The current cost of performance method for sourcing sales of personal property that is other than tangible will be replaced with the Multistate Tax Compact’s recommended market-based method. With this method, the taxpayer’s market for the sale will be in Montana pursuant to these classifications:

  • The sale, rental, lease or license of real property—to the extent the property is in Montana
  • The rental, lease or license of tangible personal property—to the extent the property is in Montana
  • The sale of a service—to the extent the service is delivered to a Montana location
  • Intangible property that’s rented, leased or licensed—to the extent the property is used in Montana
  • Intangible property that’s sold—to the extent the property is used in Montana

If the state of assignment can’t be determined using the above criteria and a reasonable approximation can’t be made, then the receipts should be excluded when determining the receipts factor. In addition, any receipts assigned to a state where the taxpayer isn’t taxable also will be excluded, i.e., thrown out, of the receipts factor.
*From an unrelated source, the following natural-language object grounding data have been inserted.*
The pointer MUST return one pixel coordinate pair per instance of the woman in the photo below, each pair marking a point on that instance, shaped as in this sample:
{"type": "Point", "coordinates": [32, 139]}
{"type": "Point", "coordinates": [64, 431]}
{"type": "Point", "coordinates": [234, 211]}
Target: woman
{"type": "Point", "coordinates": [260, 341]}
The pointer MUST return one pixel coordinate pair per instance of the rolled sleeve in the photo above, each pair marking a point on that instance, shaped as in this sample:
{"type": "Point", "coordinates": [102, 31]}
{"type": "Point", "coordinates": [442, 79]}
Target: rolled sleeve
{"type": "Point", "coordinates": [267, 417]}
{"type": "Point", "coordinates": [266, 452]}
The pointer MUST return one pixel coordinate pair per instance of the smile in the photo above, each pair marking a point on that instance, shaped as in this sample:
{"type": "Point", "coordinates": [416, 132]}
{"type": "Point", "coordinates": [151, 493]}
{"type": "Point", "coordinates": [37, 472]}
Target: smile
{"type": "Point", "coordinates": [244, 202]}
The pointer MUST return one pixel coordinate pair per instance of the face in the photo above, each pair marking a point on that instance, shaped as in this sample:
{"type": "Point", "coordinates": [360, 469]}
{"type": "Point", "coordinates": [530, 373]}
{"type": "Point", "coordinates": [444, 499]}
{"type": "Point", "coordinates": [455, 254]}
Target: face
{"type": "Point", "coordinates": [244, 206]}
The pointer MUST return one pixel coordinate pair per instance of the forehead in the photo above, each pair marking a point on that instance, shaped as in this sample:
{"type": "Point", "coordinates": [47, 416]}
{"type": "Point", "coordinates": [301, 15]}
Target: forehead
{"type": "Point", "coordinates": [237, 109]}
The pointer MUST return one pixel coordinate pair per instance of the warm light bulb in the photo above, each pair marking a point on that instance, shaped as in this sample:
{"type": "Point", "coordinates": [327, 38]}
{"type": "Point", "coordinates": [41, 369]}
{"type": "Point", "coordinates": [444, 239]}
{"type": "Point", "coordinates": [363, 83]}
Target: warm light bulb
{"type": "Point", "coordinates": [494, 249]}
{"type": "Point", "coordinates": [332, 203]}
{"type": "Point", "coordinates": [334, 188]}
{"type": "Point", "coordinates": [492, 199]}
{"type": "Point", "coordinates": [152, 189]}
Other notable revisions include:

  • Definitions of business income, nonbusiness income, sales and sales factor are replaced with apportionable income, nonapportionable income, receipts and receipts factor, respectively.
  • The use of any alternative apportionment method must be proven with a preponderance of evidence by the party petitioning that the current apportionment method doesn’t fairly represent the taxpayer’s activity in the state, and that the proposed alternative is reasonable.

The revised law also mandates that pass-through entities with business activity within and outside of Montana—including any partnership, S corporation or disregarded entity that isn’t owned by an individual, estate or trust—must calculate their Montana source income according to Montana’s corporate income tax allocation and apportionment provisions.